In groups of 4, the students will carry out practical work with data that they will look for themselves and that will meet certain characteristics set by the teachers. With this data, each team will carry out practice sessions, each week applying the techniques of the topic worked on in the theory session. The teacher will monitor all the work teams weekly in the laboratory sessions.

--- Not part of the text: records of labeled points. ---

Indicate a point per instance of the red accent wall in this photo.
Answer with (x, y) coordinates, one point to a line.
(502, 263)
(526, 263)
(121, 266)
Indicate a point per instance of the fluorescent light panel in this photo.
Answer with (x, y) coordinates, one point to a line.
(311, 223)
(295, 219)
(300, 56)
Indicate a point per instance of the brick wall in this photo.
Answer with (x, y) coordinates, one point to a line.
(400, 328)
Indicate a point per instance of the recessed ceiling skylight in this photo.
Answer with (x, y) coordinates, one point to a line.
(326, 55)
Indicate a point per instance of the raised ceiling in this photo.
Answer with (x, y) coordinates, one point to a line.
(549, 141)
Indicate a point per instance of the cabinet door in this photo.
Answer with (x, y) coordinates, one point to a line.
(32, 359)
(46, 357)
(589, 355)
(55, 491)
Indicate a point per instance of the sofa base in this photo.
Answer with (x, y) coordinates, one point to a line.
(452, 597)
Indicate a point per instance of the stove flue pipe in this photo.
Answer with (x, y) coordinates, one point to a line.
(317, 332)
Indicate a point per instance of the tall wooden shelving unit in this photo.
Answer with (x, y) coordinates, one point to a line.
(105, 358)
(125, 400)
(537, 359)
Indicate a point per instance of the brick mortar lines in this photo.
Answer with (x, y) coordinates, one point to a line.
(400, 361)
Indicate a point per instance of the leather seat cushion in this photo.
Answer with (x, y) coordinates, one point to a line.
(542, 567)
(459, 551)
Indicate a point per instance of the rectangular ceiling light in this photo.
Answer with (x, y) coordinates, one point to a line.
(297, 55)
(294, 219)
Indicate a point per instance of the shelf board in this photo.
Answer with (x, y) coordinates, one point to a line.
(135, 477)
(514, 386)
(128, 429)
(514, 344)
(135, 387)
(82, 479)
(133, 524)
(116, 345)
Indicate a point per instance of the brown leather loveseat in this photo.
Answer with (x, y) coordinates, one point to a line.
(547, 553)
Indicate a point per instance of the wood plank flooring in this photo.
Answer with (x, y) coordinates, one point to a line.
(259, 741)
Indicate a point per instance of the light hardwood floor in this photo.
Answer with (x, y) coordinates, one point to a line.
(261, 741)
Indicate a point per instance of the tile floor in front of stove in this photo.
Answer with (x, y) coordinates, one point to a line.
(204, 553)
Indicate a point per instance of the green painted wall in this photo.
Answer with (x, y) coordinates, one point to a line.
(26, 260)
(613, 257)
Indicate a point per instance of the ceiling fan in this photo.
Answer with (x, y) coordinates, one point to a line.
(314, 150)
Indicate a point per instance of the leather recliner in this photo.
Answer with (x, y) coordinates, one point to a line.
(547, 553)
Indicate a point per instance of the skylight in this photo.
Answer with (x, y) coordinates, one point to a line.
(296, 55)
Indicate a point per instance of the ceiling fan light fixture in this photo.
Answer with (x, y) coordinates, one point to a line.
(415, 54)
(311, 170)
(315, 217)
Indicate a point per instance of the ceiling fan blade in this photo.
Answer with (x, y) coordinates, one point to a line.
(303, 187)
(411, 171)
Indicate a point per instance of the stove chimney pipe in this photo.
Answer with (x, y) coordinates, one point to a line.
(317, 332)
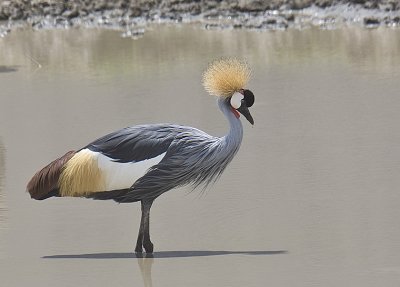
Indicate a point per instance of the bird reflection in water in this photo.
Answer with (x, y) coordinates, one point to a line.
(145, 263)
(2, 176)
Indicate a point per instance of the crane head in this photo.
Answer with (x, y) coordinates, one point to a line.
(241, 102)
(227, 78)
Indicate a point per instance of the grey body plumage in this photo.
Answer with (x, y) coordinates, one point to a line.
(193, 157)
(141, 163)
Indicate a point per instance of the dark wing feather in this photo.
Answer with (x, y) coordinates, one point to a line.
(134, 144)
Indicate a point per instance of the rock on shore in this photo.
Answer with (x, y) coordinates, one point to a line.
(215, 14)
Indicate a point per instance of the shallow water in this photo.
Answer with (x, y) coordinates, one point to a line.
(311, 198)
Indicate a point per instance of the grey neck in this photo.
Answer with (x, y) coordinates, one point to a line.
(234, 138)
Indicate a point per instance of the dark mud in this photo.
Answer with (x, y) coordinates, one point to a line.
(133, 15)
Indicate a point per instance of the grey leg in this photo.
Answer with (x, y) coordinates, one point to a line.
(144, 230)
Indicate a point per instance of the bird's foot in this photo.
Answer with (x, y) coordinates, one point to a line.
(138, 249)
(148, 246)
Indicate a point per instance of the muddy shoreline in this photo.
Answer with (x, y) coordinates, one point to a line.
(132, 16)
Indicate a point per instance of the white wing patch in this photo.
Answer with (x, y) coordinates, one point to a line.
(123, 175)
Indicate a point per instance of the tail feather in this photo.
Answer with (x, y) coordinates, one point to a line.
(44, 183)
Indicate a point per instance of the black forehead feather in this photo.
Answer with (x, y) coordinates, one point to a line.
(248, 97)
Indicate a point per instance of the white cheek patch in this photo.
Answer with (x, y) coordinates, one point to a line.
(236, 100)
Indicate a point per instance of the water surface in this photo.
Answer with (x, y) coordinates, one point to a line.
(311, 198)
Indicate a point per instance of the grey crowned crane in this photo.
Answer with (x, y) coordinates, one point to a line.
(142, 162)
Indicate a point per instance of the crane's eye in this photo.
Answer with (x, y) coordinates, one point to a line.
(248, 97)
(236, 100)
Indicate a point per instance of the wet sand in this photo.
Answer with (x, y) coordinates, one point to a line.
(310, 200)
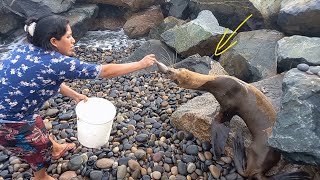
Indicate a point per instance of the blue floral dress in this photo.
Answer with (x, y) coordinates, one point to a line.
(28, 78)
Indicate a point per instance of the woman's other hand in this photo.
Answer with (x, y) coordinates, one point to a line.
(80, 97)
(148, 60)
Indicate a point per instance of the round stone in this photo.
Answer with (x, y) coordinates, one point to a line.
(303, 67)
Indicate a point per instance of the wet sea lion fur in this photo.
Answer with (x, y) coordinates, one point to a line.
(239, 98)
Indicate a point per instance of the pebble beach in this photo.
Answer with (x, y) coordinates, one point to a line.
(142, 145)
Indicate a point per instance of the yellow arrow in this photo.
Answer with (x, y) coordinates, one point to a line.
(219, 47)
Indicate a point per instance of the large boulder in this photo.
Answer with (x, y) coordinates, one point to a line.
(176, 8)
(300, 17)
(296, 132)
(36, 8)
(199, 36)
(291, 51)
(196, 63)
(253, 57)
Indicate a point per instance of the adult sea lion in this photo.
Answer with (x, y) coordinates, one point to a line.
(238, 98)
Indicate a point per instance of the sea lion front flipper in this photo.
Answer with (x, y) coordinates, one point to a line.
(239, 153)
(219, 136)
(301, 175)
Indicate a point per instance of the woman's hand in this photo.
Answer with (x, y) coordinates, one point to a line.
(148, 61)
(80, 97)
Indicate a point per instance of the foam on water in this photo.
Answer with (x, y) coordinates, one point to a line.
(107, 40)
(6, 47)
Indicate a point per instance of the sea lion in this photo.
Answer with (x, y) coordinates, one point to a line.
(237, 97)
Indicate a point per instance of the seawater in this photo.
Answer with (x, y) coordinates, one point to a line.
(106, 40)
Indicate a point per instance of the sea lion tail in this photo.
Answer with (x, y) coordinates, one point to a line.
(300, 175)
(219, 137)
(239, 153)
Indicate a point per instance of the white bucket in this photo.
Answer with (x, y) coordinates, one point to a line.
(94, 121)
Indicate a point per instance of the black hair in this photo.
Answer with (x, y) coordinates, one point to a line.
(46, 28)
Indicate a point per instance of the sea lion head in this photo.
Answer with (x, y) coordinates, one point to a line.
(185, 78)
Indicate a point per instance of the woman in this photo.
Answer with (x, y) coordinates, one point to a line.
(35, 72)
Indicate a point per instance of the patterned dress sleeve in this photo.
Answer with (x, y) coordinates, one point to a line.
(72, 68)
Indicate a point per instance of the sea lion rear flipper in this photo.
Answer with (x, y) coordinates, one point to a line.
(239, 152)
(219, 136)
(301, 175)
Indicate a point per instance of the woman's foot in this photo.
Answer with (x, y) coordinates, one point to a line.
(60, 149)
(42, 175)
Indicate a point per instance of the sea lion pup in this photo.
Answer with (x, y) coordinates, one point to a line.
(238, 98)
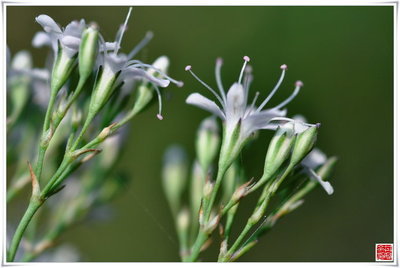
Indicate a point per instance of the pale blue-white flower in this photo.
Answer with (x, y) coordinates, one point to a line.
(241, 118)
(69, 38)
(118, 67)
(234, 107)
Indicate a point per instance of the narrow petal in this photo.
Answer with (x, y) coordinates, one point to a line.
(204, 103)
(260, 120)
(132, 72)
(41, 39)
(235, 103)
(48, 24)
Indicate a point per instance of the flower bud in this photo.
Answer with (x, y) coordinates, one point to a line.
(88, 51)
(183, 220)
(196, 188)
(63, 66)
(174, 176)
(207, 142)
(304, 143)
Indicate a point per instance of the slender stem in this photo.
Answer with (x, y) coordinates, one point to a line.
(33, 206)
(202, 235)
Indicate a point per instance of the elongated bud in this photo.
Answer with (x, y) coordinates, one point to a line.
(88, 51)
(196, 188)
(174, 176)
(63, 66)
(207, 142)
(230, 182)
(304, 143)
(183, 220)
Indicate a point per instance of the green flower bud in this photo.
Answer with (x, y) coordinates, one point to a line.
(174, 176)
(304, 143)
(63, 66)
(88, 51)
(207, 142)
(196, 188)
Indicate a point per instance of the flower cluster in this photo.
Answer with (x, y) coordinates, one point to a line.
(90, 91)
(293, 167)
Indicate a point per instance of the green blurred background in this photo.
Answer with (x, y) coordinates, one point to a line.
(344, 55)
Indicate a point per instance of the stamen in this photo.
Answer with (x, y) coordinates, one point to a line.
(298, 84)
(117, 45)
(141, 64)
(246, 60)
(248, 78)
(218, 66)
(189, 68)
(159, 116)
(146, 39)
(252, 104)
(278, 84)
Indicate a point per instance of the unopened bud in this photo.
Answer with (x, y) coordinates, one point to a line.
(174, 176)
(63, 66)
(88, 51)
(304, 143)
(207, 142)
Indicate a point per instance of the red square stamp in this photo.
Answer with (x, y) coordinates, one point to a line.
(383, 252)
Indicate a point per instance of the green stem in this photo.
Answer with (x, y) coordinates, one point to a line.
(33, 206)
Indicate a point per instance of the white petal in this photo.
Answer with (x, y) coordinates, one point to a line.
(41, 39)
(132, 72)
(48, 24)
(202, 102)
(314, 159)
(325, 184)
(107, 46)
(235, 103)
(261, 120)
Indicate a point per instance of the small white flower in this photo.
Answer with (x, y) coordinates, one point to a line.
(69, 38)
(234, 107)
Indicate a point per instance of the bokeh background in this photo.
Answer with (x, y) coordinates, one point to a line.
(344, 55)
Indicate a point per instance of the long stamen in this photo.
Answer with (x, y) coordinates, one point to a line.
(146, 39)
(252, 104)
(278, 84)
(218, 66)
(188, 68)
(159, 116)
(299, 84)
(246, 60)
(117, 45)
(141, 64)
(248, 78)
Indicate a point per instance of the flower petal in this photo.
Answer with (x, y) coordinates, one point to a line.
(235, 103)
(260, 120)
(132, 72)
(75, 28)
(204, 103)
(41, 39)
(48, 24)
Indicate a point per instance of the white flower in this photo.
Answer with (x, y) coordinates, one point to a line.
(69, 38)
(121, 66)
(234, 108)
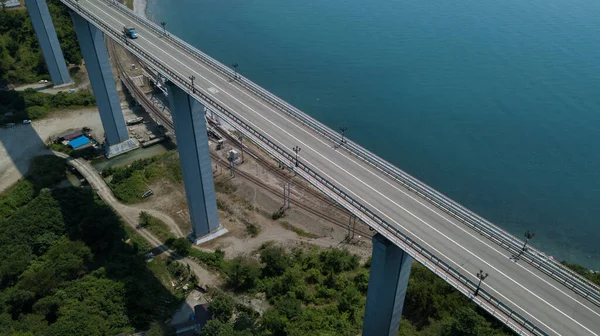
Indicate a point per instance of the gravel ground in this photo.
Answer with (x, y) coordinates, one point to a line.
(19, 144)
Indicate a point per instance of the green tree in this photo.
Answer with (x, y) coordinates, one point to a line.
(222, 306)
(217, 327)
(243, 273)
(349, 300)
(466, 322)
(275, 259)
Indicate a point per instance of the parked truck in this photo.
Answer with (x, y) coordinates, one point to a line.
(130, 32)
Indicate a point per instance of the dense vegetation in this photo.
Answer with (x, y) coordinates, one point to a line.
(129, 183)
(65, 265)
(322, 292)
(31, 104)
(21, 59)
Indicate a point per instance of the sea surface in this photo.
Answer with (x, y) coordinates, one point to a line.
(495, 103)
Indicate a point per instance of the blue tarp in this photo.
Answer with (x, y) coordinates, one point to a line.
(78, 142)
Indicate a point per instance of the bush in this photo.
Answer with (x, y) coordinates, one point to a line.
(276, 260)
(222, 306)
(337, 260)
(21, 60)
(214, 260)
(243, 273)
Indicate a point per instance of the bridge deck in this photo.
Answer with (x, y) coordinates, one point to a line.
(539, 298)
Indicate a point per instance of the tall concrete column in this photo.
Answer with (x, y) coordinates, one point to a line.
(194, 156)
(46, 34)
(390, 270)
(99, 70)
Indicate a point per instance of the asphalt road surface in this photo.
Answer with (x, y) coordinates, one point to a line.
(542, 300)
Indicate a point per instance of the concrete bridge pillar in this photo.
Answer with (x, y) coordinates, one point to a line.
(194, 156)
(390, 270)
(46, 34)
(93, 48)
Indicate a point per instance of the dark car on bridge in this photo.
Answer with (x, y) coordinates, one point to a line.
(130, 32)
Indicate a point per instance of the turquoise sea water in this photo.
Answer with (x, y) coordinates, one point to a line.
(495, 103)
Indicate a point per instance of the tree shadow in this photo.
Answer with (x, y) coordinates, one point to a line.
(99, 227)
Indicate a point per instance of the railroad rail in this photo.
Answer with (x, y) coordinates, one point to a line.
(485, 300)
(534, 257)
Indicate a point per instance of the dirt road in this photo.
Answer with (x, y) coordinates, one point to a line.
(130, 216)
(19, 144)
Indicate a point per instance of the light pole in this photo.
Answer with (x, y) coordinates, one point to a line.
(528, 235)
(192, 78)
(343, 129)
(296, 149)
(241, 138)
(235, 65)
(481, 277)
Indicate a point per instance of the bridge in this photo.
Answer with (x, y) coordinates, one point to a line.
(526, 290)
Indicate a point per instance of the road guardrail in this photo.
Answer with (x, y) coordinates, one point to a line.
(536, 258)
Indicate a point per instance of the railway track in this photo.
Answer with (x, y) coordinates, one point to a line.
(321, 199)
(297, 203)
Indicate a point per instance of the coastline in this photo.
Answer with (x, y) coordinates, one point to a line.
(139, 7)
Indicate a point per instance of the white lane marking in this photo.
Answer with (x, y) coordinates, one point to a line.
(318, 153)
(278, 113)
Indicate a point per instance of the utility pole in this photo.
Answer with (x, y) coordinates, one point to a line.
(343, 129)
(192, 78)
(235, 65)
(286, 195)
(296, 149)
(528, 235)
(481, 277)
(241, 138)
(163, 23)
(230, 159)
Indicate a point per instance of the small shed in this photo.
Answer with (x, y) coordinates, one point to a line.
(72, 136)
(79, 142)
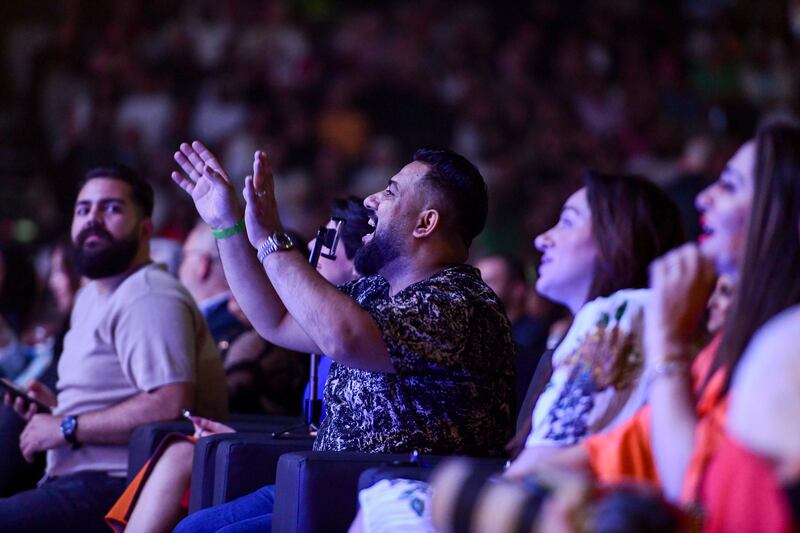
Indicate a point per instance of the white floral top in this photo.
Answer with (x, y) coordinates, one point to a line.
(595, 383)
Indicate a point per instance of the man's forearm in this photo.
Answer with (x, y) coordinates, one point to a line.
(114, 424)
(334, 321)
(249, 285)
(258, 299)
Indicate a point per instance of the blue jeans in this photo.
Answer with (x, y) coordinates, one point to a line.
(251, 513)
(77, 502)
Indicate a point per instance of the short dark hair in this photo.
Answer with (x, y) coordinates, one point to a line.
(141, 191)
(356, 222)
(461, 186)
(633, 223)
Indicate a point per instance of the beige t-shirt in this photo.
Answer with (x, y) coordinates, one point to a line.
(147, 333)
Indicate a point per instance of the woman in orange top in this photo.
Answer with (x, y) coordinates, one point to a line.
(670, 441)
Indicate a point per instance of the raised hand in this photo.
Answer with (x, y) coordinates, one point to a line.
(261, 212)
(208, 185)
(680, 283)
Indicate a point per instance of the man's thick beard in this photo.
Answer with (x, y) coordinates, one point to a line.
(104, 261)
(376, 254)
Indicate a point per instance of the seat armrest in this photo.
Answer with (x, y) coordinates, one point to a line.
(145, 438)
(318, 491)
(230, 465)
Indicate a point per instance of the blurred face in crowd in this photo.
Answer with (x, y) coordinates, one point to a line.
(107, 228)
(725, 209)
(568, 254)
(719, 302)
(393, 212)
(338, 271)
(199, 257)
(495, 274)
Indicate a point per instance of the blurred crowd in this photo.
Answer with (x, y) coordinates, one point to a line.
(340, 94)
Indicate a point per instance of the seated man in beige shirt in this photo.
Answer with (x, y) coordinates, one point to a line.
(138, 351)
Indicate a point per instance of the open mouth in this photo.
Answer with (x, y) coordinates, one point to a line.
(93, 241)
(706, 231)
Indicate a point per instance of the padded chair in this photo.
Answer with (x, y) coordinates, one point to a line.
(146, 438)
(230, 465)
(318, 491)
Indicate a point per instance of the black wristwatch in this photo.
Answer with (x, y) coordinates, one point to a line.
(69, 428)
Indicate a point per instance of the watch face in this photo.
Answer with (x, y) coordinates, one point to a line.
(68, 425)
(283, 241)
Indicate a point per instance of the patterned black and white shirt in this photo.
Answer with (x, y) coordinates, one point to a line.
(450, 343)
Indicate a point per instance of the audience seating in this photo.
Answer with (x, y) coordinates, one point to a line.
(318, 491)
(146, 438)
(231, 465)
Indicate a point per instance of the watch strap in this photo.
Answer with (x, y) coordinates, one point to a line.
(274, 243)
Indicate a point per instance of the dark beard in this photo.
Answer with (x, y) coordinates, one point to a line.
(376, 254)
(104, 260)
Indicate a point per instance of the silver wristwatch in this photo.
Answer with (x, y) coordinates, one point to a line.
(274, 243)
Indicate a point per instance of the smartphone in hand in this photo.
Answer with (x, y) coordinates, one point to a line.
(10, 387)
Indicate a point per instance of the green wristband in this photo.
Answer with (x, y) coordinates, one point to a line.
(228, 232)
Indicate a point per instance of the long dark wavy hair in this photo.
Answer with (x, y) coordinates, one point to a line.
(633, 222)
(769, 274)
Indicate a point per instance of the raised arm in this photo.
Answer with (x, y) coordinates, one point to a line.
(335, 322)
(213, 195)
(681, 282)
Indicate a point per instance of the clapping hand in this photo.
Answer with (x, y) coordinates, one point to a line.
(209, 186)
(680, 284)
(261, 214)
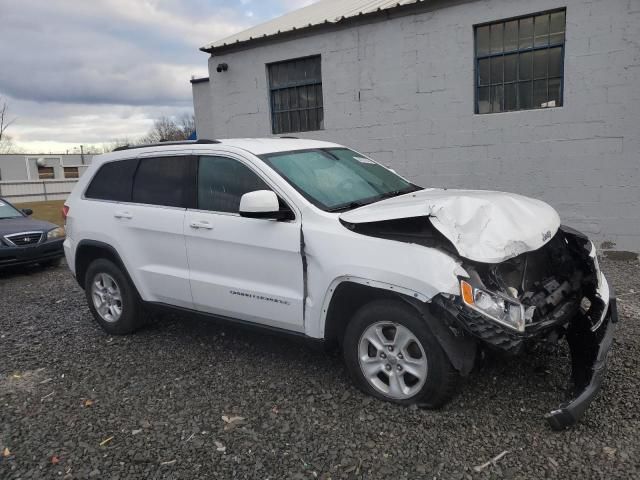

In the middle and at the end of the course, the teams will present their results in a sharing session where all the projects will be discussed together.
Evaluation methodology
Ordinary Evaluation:
---------------------
(Q) Quizzes. 20%
(P) Project. 40%
(EF) Final Exam. 40%
Ordinary Final Grade = 0,2 * Q + 0,4 * P + 0,4 * EF
P. It consists of 5 individual and face-to-face questions with the same weight on the final Q grade.
Q = (Q1 + Q2 + Q3 + Q4 + Q5)/5
P. Group project where the following competences will be assessed: (P1) Data collection, analysis and interpretation of results (37.5%); (P2) Transmission of results (25%); (P3) Oral and written communication (12.5%); (P4) Teamwork (12.5%); (P5) Gender perspective (12.5%).
P = 0.375 * P1 + 0.25 * P2 + 0.125 * P3 + 0.125 * P4 + 0.125 * P5
You must obtain a minimum grade of 3.5 in the individual and face-to-face tests, i.e.,
1/3 * Q + 2/3 * EF > 3.5 to pass the course. On the other hand, the completion of the project will be mandatory in order to pass during the ordinary evaluation.
Extraordinary evaluation:
---------------------------------
(EF) Extraordinary Final Exam
Practical time series analysis: prediction with statistics and machine learning -
Nielsen, Aileen,
O'Reilly Media, Inc, 2019. ISBN: 9781492041658
Previous capacities
Introduction to Statistics
Probability theory
statistical inference
simple statistical models
data visualization
basic programming
R basic skills
Algebra